Due to the technology of machine learning, new breakthroughs are currently being achieved with constant regularity. By using machine learning techniques, computer applications can be developed and used to solve tasks that have hitherto been assumed not to be solvable by computers. If these achievements consider applications that collect and process personal data, this is typically perceived as a threat to information privacy. This paper aims to discuss applications from both fields of personality and image analysis. These applications are often criticized by reference to the protection of privacy. This paper critically questions this approach. Instead of solely using the concept of privacy to address the risks of machine learning, it is increasingly necessary to consider and implement ethical anti-discrimination concepts, too. In many ways, informational privacy requires individual information control. However, not least because of machine learning technologies, information control has become obsolete.
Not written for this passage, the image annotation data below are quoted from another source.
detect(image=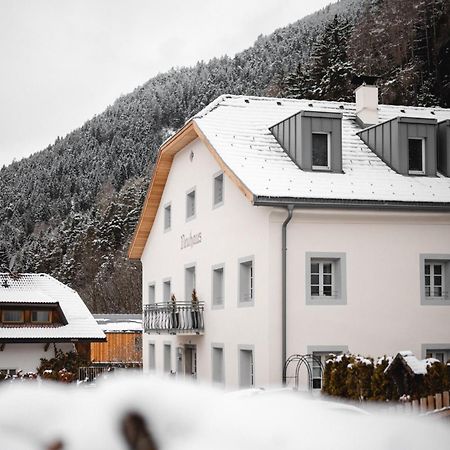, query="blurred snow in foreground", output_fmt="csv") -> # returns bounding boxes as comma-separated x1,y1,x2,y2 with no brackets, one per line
0,375,450,450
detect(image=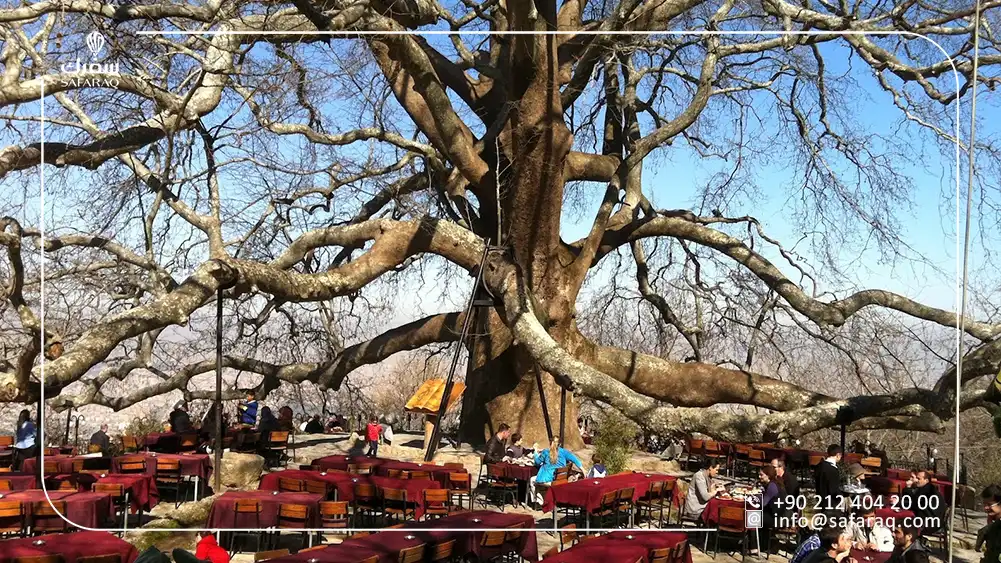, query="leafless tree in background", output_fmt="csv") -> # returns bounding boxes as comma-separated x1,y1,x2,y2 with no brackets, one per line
0,0,1001,445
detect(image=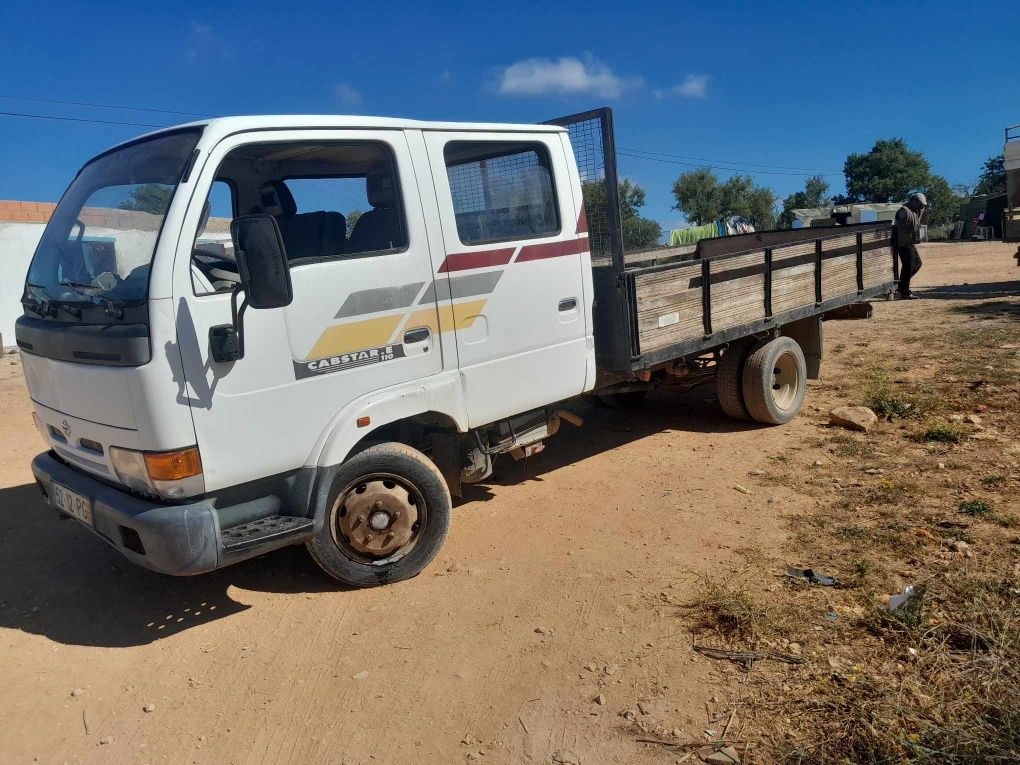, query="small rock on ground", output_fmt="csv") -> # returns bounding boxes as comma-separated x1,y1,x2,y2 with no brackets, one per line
829,406,878,432
553,749,580,765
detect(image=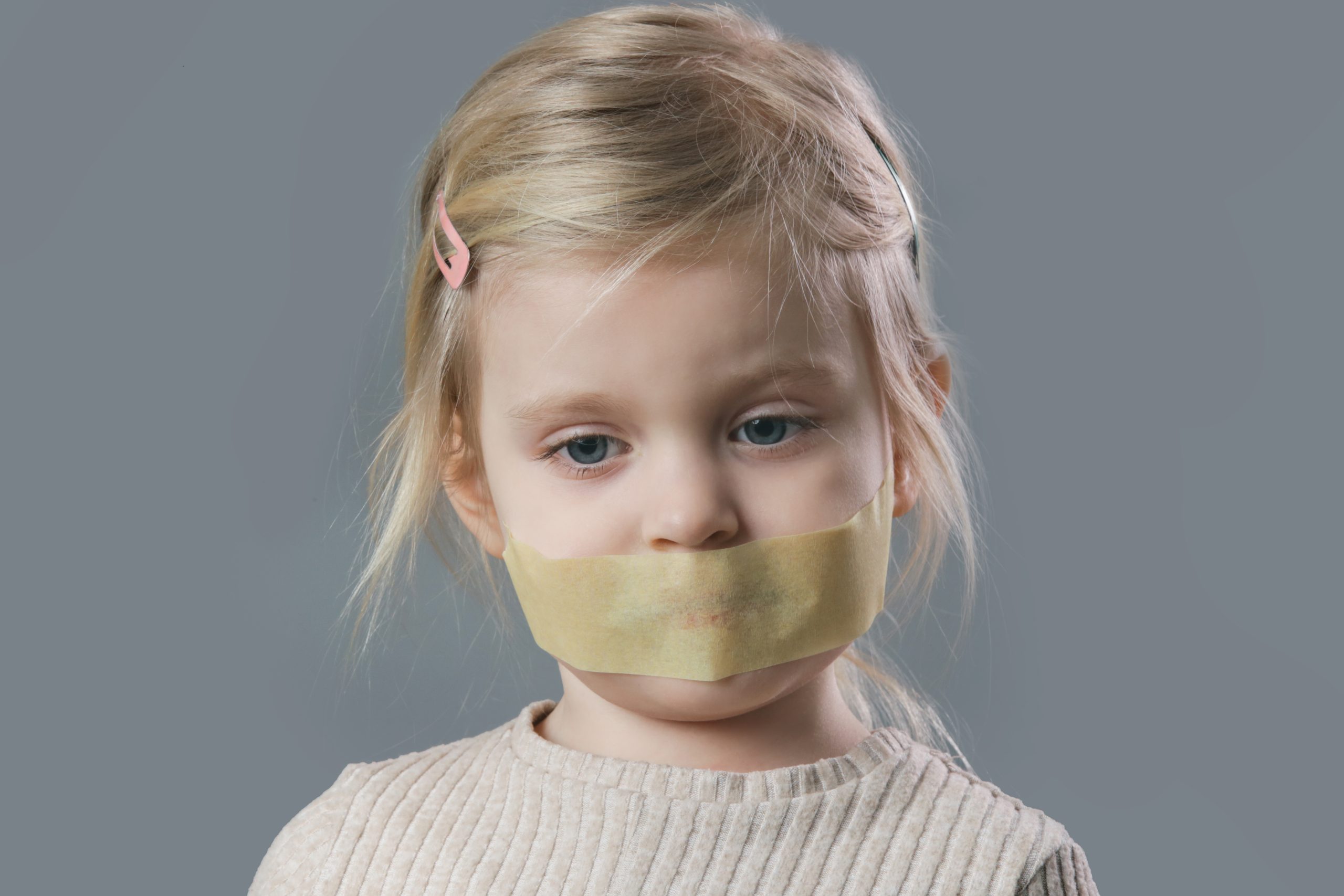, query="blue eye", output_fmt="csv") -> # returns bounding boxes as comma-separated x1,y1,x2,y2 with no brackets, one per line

Hence, societies need stronger anti-discrimination tenets to counteract the risks of machine learning.

Keywords

Artificial intelligence Machine learning Privacy Discrimination Fairness Algorithms Image analysis Personality analysis 

Notes

Acknowledgements

This research was supported by the Cluster of Excellence “Machine Learning – New Perspectives for Science” funded by the Deutsche Forschungsgemeinschaft (DFG, German Research Foundation) under Germany’s Excellence Strategy: Reference Number EXC 2064/1: Project ID 390727645.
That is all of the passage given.